Packaging/Shipping » Ergonomics

Products vary in weight - up to 100 pounds - and are shipped from the wood shop in a variety of containers. The shape, weight, and/or material of the package can greatly affect the stress that an employee experiences. Material is usually moved through the shop on pallet jacks.

Potential Hazard

Heavy boxes
  • Many boxes are excessively heavy, weighing as much as 100 pounds. Manually lifting loads in this weight range places great stress on the employee's muscles. Back injuries such as muscle strain and disc injury can occur when repeatedly lifting heavy objects.

Possible Solutions

  • Improve access to the heaviest items. Employees should be able to access these items without bending at the waist, pulling the elbows away from body while reaching, or twisting. Redesigning storage racks and transport devices can greatly improve the employee's ability to maintain neutral postures.

  • Provide handhold cutouts or handles on all heavy products.

  • Work with suppliers to ensure that container integrity will be adequate so boxes, bags, or buckets will not accidentally break, rip, or pull apart during lifting operations.

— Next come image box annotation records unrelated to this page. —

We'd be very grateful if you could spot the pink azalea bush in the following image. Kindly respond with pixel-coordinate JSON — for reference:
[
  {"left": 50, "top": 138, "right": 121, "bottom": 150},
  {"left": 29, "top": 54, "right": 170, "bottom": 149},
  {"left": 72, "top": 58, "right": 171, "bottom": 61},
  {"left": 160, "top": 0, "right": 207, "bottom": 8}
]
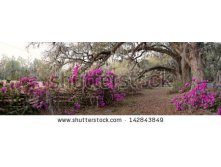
[
  {"left": 172, "top": 79, "right": 221, "bottom": 114},
  {"left": 69, "top": 65, "right": 125, "bottom": 107}
]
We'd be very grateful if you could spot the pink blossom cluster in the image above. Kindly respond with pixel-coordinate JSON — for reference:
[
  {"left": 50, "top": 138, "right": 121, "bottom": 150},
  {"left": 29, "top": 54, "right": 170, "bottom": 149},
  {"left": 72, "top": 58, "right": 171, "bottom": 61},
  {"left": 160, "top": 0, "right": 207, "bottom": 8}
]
[{"left": 172, "top": 80, "right": 220, "bottom": 114}]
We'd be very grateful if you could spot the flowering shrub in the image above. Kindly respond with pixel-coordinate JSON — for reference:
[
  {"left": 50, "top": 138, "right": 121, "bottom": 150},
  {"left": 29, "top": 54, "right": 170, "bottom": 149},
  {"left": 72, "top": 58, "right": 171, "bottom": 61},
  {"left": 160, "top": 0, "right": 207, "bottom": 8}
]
[
  {"left": 172, "top": 79, "right": 221, "bottom": 114},
  {"left": 69, "top": 65, "right": 125, "bottom": 107}
]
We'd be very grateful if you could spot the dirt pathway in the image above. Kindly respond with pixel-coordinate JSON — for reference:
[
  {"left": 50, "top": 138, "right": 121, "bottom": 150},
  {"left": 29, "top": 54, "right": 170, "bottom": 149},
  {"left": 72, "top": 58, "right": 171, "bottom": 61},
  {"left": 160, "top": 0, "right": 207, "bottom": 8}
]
[{"left": 78, "top": 88, "right": 184, "bottom": 115}]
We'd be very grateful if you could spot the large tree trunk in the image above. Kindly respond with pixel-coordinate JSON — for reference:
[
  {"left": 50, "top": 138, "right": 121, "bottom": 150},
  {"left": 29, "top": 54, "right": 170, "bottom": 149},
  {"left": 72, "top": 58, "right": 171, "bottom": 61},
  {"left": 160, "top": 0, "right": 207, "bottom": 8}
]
[
  {"left": 181, "top": 59, "right": 191, "bottom": 83},
  {"left": 188, "top": 42, "right": 205, "bottom": 81}
]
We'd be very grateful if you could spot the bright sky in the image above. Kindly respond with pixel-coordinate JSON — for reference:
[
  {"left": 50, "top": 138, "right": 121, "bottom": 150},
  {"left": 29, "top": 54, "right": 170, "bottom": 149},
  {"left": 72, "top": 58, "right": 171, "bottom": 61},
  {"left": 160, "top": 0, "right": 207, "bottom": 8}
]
[{"left": 0, "top": 42, "right": 44, "bottom": 60}]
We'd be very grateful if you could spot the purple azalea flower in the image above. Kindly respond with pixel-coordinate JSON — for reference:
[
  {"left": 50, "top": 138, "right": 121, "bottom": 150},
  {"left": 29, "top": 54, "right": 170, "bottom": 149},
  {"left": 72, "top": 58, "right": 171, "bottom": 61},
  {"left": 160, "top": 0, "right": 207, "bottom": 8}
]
[
  {"left": 217, "top": 108, "right": 221, "bottom": 115},
  {"left": 1, "top": 86, "right": 7, "bottom": 94},
  {"left": 74, "top": 102, "right": 81, "bottom": 110}
]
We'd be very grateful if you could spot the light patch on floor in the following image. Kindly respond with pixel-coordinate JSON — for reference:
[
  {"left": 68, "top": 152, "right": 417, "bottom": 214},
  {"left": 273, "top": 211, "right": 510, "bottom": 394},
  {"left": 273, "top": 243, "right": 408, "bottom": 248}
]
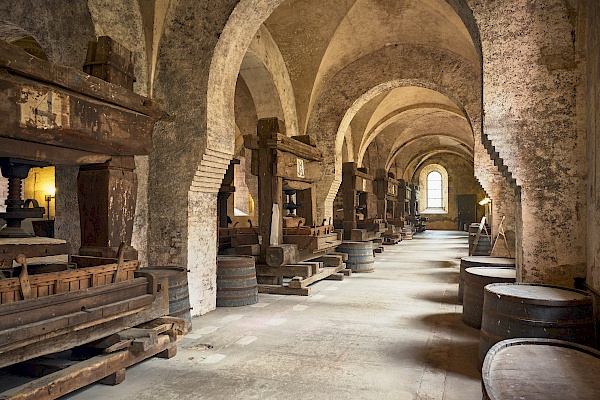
[
  {"left": 235, "top": 336, "right": 258, "bottom": 346},
  {"left": 267, "top": 318, "right": 287, "bottom": 326},
  {"left": 195, "top": 325, "right": 220, "bottom": 337},
  {"left": 221, "top": 314, "right": 245, "bottom": 323},
  {"left": 200, "top": 354, "right": 226, "bottom": 364}
]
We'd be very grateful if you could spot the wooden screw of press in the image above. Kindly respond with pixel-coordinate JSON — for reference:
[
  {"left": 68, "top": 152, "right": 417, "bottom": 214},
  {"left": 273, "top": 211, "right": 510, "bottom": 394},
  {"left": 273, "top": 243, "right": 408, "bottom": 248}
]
[{"left": 15, "top": 254, "right": 31, "bottom": 300}]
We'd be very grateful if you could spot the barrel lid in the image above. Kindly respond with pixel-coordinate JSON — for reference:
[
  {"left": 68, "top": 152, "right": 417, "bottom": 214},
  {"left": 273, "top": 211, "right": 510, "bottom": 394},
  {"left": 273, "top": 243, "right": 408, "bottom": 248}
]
[
  {"left": 485, "top": 283, "right": 591, "bottom": 303},
  {"left": 460, "top": 256, "right": 515, "bottom": 265},
  {"left": 465, "top": 267, "right": 517, "bottom": 279},
  {"left": 482, "top": 339, "right": 600, "bottom": 400}
]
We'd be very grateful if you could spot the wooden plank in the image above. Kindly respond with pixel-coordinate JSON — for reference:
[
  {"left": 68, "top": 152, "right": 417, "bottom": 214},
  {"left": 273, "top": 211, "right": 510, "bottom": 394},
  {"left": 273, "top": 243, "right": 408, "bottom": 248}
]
[
  {"left": 0, "top": 238, "right": 70, "bottom": 268},
  {"left": 328, "top": 251, "right": 348, "bottom": 262},
  {"left": 257, "top": 118, "right": 284, "bottom": 260},
  {"left": 256, "top": 265, "right": 312, "bottom": 278},
  {"left": 235, "top": 244, "right": 260, "bottom": 256},
  {"left": 98, "top": 368, "right": 126, "bottom": 386},
  {"left": 0, "top": 137, "right": 111, "bottom": 165},
  {"left": 0, "top": 73, "right": 156, "bottom": 157},
  {"left": 325, "top": 273, "right": 344, "bottom": 281},
  {"left": 0, "top": 41, "right": 162, "bottom": 119},
  {"left": 313, "top": 253, "right": 346, "bottom": 267},
  {"left": 0, "top": 335, "right": 173, "bottom": 400},
  {"left": 267, "top": 132, "right": 324, "bottom": 161},
  {"left": 0, "top": 278, "right": 149, "bottom": 324},
  {"left": 0, "top": 277, "right": 169, "bottom": 368},
  {"left": 289, "top": 266, "right": 344, "bottom": 289},
  {"left": 258, "top": 285, "right": 310, "bottom": 296},
  {"left": 265, "top": 244, "right": 301, "bottom": 267},
  {"left": 0, "top": 294, "right": 154, "bottom": 351},
  {"left": 298, "top": 260, "right": 323, "bottom": 274},
  {"left": 273, "top": 150, "right": 322, "bottom": 183}
]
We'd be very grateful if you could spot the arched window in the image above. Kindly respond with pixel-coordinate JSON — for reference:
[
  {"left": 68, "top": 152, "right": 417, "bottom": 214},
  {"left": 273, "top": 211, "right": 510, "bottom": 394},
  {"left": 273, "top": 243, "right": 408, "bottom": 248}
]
[
  {"left": 419, "top": 164, "right": 448, "bottom": 214},
  {"left": 427, "top": 171, "right": 443, "bottom": 208}
]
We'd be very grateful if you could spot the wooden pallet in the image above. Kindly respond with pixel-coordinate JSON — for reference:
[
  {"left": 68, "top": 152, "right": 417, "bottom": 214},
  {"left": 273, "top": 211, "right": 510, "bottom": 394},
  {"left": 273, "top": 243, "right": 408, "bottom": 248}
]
[
  {"left": 256, "top": 254, "right": 351, "bottom": 296},
  {"left": 0, "top": 272, "right": 169, "bottom": 368},
  {"left": 0, "top": 317, "right": 187, "bottom": 400}
]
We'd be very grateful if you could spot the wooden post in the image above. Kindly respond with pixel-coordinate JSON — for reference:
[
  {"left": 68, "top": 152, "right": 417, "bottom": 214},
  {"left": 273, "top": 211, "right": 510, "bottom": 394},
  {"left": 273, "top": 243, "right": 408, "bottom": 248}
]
[
  {"left": 257, "top": 118, "right": 285, "bottom": 262},
  {"left": 77, "top": 156, "right": 137, "bottom": 259},
  {"left": 342, "top": 162, "right": 358, "bottom": 240},
  {"left": 217, "top": 159, "right": 240, "bottom": 228}
]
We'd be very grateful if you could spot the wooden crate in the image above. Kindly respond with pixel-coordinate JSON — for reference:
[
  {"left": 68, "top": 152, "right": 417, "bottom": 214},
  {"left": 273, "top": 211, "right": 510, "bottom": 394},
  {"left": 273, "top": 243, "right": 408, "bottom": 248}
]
[{"left": 0, "top": 260, "right": 140, "bottom": 304}]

  • Pallet with heavier packages placed on outside

    Load pallets with the lighter product in the center and the heavier product on the outer edges to ensure easier access and lifting of the heavier items.

Potential Hazard

Worker bending to lift pallets from floor
  • Wooden pallets weigh between 40 and 70 pounds and may be lifted several times during a work shift. This repeated lifting can cause stress to the lower back.

  • Splinters from handling the wood are also a hazard to the worker.

Possible Solutions

  • Plastic pallet

    Use lighter, plastic pallets.

  • Plastic pallets easily nest together to reduce the space of stacking. They also eliminate splinters and uneven surfaces that employees may step on when walking over pallets.

  • Pallet dispenser

    Provide a pallet dispenser to reduce pallet handling. This device allows selectors to drive their pallet jack to the dispenser. An empty pallet is then automatically loaded onto the forks without manual lifting.

Potential Hazard

Person bending at waist to reach product on floor level
  • Employees repeatedly bend forward at the waist to place the product on the lowest level of the pallets.

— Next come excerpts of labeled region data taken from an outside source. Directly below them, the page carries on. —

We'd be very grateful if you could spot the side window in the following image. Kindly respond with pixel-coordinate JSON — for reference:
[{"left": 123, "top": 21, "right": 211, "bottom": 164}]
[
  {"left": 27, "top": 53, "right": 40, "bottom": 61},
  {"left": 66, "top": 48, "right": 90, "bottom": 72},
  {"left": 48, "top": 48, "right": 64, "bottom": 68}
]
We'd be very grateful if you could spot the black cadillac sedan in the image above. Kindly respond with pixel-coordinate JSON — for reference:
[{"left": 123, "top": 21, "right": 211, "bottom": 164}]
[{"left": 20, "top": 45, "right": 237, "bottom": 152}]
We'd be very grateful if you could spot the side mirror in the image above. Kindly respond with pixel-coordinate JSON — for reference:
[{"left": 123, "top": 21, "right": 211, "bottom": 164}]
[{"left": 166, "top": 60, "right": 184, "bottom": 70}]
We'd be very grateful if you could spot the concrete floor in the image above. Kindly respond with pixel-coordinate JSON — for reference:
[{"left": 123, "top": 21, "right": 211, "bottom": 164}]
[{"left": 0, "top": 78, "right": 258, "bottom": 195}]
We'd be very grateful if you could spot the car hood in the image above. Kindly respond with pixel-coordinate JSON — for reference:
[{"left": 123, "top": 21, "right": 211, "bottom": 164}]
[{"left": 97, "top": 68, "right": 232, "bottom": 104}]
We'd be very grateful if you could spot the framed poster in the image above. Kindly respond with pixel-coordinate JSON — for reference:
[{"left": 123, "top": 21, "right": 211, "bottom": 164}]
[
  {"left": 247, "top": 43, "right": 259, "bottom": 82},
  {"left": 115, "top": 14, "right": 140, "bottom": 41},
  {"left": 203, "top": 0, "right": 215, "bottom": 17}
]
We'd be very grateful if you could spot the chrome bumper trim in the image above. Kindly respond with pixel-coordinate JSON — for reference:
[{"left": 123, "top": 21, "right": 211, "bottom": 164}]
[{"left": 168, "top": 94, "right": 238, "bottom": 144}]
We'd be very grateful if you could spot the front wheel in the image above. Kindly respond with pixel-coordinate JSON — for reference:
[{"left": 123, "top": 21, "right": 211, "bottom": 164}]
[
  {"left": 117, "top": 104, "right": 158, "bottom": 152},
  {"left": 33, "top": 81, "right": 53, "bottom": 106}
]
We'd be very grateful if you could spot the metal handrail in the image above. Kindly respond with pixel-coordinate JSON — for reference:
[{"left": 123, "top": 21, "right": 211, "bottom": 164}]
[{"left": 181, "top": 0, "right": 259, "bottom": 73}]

  • The heaviest units are placed on the bottom layer for stability. This work process requires employees to lift the heaviest loads using the worst body postures.

Possible Solutions

  • Forklift carrying raised load

    Raise the height of the bottom level to allow employees to keep the load close to the body, as shown in the figure to the right. This will minimize bending of the torso.

  • Pallet jack with higher than normal fork elevation

    Provide height-adjustable equipment so loads can be maintained at a height that minimizes bending at the waist. This pallet jack raises up to 10 inches, while many others raise 8 inches or less.

  • Stacked pallets elevate the load

    Stack extra empty pallets on the pallet jack to elevate the bottom of the load.

  • Palletizer on a pallet jack

    Fig 10 - A palletizer on a pallet jack raises the product. View Animation

    Place a palletizer on the forks of the pallet jack to keep product at waist height.

  • Educate employees about the hazards of bending while moving heavy loads. Ensure the use of proper lifting techniques.

  • When possible, utilize power equipment rather than manual labor to reduce ergonomic stresses.

    Back belts: The effectiveness of back belts in reducing the risk of back injury among healthy workers remains unproven. If workers falsely believe they are protected when wearing belts, they may attempt to lift more than they would without a belt. This poses a risk of injury to the worker (See Back Belts: Do They Prevent Injury? (DHHS) (NIOSH) Publication No. 94-127).

Potential Hazards

  • Over long periods of time the solid rubber wheels of pallet jacks and forklifts can develop flat spots resulting in unstable loads and poor handling. Employees can experience stress to the hands and arms from difficulty in steering and stopping.

  • Worn floors create ruts and bumps.

Possible Solutions

  • Provide periodic maintenance of pallet jacks and fork lifts so they can operate with the minimum amount of hand, arm, and finger force.

  • Provide training to selectors so they recognize the early signs of mechanical breakdown. This will allow them to report problems or difficulties with the machine before the problems lead to injury.

  • Keep floors well maintained, with no ruts or bumps, to reduce the force needed when using manual material-handling equipment and whole body vibration/shock from driven equipment.